New ERC grant at LMU

17 Apr 2023

Early-career scientist at LMU obtains prestigious Starting Grant from European Research Council for work on metasurfaces.

LMU nanoscientist Dr. Andreas Tittl has received a Starting Grant from the European Research Council (ERC) for his research. Starting Grant projects receive funding of around 1.5 million euros. Handed out based on the scientific excellence of the applicant and the proposed project, Starting Grants are among the most coveted research awards in Europe.

Andreas Tittl at the LMU Nanoinstitute


Dr. Andreas Tittl is an Emmy Noether Junior Research Group Leader in the Chair of Hybrid Nanosystems at LMU’s Nano-Institute in Munich. One of the main focuses of his work is on understanding and enhancing light-matter interactions with spectrally selective nano-optical systems.

With their unique mechanical, optical, and electronic properties, two-dimensional materials have spawned a revolution in the domain of solid-state physics. Alongside graphene, to give a prominent example of a quasi-metal, such 2D materials have also been found for semiconductors (the transition-metal dichalcogenides) and insulators (hexagonal boron nitride). Before now, however, achieving efficient coupling between the light waves and the electronic excitations in the material posed a major challenge specifically for 2D semiconductors. This results in considerable limitations for the generation of light on the nano scale and for quantum optics.
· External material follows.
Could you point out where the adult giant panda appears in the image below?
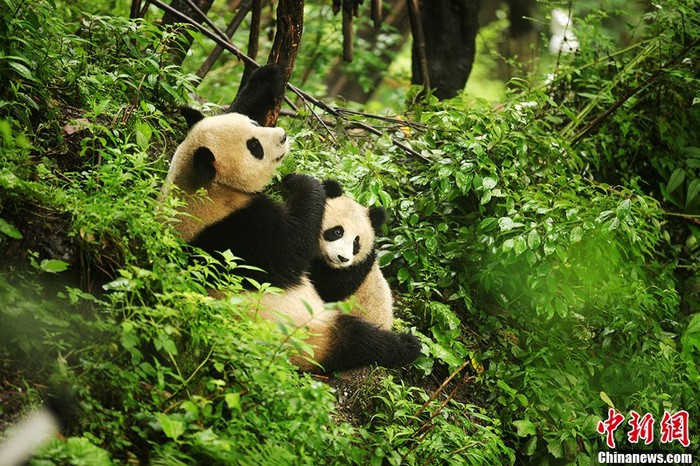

Nanoscientist Andreas Tittl (left) with his colleague Luca Sortino in his laboratory at LMU´s Nano-Institute.


In his ERC project METANEXT (Atomically Layered Materials for Next-Generation Metasurfaces), Andreas Tittl proposes a new approach, whereby optical metasurfaces with sharp resonances could be manufactured, for example, directly out of multilayer hexagonal boron nitride. Because it is possible to embed monolayers of 2D semiconductors in such metasurfaces, this allows the two systems to be coupled in a way that is spectrally precise while also strong. If alternating layers of different 2D materials (so-called heterostructures) are used as the basic foundations of metasurfaces, this opens up highly promising perspectives specifically for optoelectronics. In this regard, METANEXT aims particularly to enhance the emission of individual photons at defects in the 2D materials while also seeking to develop a chiral nanolaser.

Andreas Tittl studied physics at the University of Stuttgart, where he also completed a doctorate in 2015. After four years as a postdoc and fellow at EPFL (Swiss Federal Institute of Technology), he moved to LMU in 2019 to work as a postdoc under Prof. Stefan Maier. In 2020, he took up his current role as a research group leader at LMU.